Beralih dari toko baju. Mereka kini ada di dalam toko peralatan bayi. Lagi-lagi Axel memilih ini dan itu. Bahkan dia mengambil tiga stroller. Membuat renata meradang.


“Axel buat apa banyak-banyak? Satu saja cukup. Lagipula itu tidak akan ter pakai lama!” ucap renata kesal.


“Tidak apa-apa. Untuk ganti jika anak kita bosan!” Axel tersenyum, tak mau tahu.


“Xel , jangan berlebihan. Bayi mana tahu bosan dan tidak!” renata mulai kesal.
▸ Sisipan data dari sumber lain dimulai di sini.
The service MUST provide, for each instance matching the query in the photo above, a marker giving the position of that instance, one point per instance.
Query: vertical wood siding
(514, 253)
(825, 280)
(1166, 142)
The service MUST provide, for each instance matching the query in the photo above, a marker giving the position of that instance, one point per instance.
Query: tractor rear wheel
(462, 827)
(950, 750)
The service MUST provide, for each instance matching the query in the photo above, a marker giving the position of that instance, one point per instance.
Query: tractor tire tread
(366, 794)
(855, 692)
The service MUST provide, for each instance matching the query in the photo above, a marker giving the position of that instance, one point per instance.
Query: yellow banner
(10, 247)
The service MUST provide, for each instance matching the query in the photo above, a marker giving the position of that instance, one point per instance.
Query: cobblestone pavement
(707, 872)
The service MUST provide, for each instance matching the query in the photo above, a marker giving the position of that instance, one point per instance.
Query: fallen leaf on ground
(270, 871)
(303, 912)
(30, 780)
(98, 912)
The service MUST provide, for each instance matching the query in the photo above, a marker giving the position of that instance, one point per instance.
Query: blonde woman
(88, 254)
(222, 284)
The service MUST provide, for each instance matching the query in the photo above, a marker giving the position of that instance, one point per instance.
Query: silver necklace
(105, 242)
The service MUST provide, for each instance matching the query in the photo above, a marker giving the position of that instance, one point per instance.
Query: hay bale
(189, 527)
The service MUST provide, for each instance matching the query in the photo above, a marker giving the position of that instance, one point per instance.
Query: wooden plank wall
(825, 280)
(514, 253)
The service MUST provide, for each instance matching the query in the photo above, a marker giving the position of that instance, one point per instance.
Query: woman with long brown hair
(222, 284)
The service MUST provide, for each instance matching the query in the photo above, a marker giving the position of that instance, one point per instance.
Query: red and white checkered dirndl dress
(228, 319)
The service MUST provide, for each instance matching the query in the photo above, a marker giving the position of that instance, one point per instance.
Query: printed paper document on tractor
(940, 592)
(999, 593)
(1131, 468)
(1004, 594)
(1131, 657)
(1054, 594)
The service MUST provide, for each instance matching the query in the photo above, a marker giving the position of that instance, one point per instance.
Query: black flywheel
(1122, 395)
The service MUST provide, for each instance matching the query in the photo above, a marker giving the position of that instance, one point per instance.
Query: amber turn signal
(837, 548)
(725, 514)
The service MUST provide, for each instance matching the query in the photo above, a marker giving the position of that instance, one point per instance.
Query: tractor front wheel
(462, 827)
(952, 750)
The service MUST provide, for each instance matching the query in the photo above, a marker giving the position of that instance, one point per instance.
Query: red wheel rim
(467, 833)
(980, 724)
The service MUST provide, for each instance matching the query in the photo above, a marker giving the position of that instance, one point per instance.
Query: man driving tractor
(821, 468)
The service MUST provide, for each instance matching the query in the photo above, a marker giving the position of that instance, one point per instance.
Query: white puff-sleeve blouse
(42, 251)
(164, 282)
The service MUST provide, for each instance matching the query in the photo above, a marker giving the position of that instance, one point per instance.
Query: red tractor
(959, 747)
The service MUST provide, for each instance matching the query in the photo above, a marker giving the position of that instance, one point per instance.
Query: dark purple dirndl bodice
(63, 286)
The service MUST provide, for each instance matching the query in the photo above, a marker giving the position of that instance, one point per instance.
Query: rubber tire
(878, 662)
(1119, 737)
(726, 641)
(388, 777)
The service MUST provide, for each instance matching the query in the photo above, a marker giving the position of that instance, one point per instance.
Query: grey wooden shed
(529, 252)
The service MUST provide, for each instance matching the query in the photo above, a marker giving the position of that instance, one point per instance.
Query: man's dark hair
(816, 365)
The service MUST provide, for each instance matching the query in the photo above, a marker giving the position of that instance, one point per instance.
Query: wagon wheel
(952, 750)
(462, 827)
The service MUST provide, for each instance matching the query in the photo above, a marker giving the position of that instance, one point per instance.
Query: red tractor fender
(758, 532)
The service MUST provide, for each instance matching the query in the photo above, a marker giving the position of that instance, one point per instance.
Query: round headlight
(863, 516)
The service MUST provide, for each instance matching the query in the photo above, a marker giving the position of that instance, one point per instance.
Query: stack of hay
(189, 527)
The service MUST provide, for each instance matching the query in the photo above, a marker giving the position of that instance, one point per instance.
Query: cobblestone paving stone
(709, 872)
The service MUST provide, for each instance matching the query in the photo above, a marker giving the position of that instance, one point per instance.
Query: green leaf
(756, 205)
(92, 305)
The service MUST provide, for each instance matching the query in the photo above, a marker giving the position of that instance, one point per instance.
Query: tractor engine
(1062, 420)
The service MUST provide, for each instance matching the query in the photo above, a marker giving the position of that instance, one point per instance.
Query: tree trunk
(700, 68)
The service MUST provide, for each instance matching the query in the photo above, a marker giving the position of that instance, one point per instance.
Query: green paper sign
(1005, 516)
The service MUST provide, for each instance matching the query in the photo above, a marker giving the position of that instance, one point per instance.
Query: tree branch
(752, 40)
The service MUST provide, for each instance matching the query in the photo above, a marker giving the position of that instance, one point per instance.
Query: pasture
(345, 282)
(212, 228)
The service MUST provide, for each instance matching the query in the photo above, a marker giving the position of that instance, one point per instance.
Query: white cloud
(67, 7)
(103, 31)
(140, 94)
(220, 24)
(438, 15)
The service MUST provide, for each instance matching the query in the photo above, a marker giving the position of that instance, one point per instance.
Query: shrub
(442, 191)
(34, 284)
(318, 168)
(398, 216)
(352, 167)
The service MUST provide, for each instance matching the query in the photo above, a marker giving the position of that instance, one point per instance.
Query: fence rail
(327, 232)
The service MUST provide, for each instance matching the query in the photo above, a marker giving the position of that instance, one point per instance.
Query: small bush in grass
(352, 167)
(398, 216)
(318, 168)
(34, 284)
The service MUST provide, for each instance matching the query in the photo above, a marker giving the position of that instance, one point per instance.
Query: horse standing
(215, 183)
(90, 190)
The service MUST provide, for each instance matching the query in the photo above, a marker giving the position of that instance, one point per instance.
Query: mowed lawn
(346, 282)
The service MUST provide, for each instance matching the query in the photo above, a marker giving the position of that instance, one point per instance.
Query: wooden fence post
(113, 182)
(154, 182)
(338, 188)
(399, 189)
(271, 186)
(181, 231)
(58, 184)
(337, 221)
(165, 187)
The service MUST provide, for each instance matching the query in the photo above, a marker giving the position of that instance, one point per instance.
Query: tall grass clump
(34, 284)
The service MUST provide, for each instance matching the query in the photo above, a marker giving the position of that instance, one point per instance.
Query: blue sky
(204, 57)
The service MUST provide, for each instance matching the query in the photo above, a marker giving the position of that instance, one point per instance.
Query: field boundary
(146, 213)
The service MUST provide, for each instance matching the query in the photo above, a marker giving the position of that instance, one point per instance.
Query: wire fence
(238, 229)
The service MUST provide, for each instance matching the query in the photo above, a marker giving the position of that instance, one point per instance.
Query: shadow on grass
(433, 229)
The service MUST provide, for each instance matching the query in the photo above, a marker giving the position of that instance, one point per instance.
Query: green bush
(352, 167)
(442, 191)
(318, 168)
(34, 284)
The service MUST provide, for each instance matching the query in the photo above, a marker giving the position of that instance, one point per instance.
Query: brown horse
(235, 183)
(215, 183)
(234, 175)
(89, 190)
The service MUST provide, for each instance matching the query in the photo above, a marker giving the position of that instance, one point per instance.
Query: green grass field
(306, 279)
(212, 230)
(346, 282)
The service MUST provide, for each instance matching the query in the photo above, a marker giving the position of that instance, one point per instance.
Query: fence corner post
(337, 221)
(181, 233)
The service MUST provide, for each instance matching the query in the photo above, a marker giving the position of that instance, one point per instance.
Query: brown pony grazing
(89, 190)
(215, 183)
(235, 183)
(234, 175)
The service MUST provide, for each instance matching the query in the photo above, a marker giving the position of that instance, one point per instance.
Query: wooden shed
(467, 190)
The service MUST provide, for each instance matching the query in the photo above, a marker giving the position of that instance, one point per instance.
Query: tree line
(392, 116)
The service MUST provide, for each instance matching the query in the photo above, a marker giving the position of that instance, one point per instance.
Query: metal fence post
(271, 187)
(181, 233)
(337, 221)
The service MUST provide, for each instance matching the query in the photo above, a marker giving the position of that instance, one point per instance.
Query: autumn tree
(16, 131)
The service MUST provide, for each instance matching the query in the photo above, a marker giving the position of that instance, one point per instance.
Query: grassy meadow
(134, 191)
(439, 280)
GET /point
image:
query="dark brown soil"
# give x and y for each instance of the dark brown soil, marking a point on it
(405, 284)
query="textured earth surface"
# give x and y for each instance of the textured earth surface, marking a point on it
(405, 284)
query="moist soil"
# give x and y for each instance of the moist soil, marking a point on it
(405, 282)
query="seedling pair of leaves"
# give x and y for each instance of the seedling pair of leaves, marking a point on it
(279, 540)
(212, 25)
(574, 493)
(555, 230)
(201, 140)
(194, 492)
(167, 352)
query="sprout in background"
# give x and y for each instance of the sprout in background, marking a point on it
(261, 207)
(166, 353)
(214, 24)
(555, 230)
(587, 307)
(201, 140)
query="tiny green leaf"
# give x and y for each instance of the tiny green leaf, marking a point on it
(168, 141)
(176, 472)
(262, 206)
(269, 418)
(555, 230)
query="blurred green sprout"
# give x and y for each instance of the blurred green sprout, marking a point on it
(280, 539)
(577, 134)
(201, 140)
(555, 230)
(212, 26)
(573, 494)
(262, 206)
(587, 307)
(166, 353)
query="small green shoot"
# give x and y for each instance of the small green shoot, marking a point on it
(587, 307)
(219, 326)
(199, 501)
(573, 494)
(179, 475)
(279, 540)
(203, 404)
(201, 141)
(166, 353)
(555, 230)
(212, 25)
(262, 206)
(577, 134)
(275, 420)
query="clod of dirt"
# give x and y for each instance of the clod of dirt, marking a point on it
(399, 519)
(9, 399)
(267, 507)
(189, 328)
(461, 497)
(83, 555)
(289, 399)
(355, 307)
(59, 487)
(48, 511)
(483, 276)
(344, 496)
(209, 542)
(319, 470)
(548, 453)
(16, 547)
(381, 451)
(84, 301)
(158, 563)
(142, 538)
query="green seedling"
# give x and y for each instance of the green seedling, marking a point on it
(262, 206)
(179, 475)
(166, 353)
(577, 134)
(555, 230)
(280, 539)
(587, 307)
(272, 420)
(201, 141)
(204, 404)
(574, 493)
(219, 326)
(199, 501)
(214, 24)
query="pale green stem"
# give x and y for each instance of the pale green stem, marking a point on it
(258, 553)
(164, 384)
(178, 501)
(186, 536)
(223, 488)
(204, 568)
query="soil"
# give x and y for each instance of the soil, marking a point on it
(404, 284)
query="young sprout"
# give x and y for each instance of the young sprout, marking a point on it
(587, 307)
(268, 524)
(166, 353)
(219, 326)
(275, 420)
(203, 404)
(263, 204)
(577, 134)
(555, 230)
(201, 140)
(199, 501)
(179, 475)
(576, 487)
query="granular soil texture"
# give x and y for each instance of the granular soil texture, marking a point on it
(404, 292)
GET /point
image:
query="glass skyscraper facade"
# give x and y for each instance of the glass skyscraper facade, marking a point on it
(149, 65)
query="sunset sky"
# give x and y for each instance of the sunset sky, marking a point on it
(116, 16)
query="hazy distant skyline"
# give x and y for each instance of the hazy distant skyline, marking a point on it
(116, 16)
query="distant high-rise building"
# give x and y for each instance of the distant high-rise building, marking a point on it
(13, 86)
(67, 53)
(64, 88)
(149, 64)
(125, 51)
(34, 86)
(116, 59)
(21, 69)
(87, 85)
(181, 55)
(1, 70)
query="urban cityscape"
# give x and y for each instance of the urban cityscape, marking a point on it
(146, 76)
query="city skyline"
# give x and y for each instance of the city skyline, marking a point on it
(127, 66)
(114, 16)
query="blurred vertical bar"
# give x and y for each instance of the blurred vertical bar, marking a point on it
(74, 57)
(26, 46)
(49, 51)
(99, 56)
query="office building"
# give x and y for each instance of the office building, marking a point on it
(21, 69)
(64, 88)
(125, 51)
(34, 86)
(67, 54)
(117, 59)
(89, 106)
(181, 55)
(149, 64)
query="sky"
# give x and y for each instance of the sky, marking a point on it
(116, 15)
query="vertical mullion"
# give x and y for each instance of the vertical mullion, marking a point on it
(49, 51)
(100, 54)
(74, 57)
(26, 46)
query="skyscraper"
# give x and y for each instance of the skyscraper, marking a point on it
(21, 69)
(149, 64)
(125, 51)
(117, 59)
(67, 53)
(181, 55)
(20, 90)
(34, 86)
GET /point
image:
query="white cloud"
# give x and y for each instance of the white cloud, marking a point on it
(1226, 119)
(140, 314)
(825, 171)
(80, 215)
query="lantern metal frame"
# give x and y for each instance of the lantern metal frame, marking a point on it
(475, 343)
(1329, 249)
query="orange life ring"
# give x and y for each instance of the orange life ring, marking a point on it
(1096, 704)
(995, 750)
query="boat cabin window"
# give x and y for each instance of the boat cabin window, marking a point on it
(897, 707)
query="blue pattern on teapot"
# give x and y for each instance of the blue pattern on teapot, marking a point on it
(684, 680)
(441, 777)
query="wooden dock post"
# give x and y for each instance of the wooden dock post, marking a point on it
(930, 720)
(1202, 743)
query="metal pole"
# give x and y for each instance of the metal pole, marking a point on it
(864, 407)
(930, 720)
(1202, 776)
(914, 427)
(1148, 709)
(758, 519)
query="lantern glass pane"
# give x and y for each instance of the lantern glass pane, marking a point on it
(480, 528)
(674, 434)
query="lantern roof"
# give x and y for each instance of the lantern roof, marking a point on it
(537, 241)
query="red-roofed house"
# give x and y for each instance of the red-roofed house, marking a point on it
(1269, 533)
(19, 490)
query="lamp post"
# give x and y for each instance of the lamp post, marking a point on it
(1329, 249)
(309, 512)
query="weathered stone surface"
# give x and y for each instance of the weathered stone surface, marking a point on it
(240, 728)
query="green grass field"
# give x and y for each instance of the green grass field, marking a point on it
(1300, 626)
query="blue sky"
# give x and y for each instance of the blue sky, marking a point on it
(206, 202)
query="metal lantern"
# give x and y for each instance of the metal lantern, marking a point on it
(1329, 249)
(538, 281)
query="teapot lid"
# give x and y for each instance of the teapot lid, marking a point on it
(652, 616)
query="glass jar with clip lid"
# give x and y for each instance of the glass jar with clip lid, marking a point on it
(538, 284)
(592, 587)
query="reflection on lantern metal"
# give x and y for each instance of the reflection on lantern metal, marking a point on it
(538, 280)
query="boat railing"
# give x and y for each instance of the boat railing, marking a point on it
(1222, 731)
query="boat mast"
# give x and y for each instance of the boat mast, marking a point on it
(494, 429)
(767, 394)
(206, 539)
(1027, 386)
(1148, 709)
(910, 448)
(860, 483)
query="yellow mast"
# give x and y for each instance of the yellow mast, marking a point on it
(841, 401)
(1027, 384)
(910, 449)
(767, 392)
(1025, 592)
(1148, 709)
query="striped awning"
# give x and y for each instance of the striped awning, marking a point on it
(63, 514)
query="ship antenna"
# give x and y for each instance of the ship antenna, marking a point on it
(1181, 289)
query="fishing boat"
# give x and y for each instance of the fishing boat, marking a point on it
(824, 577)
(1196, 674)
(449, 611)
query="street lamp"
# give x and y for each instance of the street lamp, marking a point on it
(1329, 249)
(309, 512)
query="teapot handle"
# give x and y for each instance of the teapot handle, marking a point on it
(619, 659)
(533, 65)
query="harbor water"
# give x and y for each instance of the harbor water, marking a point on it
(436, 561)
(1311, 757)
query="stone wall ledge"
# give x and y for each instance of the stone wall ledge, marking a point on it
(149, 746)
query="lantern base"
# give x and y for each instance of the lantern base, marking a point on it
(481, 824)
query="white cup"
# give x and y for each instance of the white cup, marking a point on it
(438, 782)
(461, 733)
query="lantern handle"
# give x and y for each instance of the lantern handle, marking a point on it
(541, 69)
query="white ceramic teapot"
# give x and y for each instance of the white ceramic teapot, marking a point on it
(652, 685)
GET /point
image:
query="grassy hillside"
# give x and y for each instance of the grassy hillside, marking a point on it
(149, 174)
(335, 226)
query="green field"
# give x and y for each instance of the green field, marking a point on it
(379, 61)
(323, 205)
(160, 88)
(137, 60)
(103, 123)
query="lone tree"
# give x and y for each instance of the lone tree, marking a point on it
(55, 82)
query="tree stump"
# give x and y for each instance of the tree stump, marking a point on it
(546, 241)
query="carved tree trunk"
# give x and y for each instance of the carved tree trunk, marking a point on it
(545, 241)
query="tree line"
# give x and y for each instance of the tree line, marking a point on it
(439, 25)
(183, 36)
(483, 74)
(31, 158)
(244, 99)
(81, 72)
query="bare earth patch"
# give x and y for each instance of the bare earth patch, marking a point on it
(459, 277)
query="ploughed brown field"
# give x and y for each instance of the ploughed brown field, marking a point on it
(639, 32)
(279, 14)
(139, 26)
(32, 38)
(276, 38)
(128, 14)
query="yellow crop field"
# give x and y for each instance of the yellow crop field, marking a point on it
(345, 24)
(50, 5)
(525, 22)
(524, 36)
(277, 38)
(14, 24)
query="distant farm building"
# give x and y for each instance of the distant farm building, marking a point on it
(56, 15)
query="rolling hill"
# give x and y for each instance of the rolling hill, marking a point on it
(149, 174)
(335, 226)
Apalagi saat axel mengambil sebuah roda untuk anak pada saat belajar berjalan.


' Ya ampun! Bahkan anak ini saja belum lahir!' gumam Renata. Dia lelah, memilih untuk duduk di kursi panjang. Membiarkan axel dengan kesenangan ya.


“Mau makan?” tanya axel setelah dia selesai dengan belanjaannya. Renata mengangguk. Dia memang merasa lapar padahal baru makan dua jam yang lalu.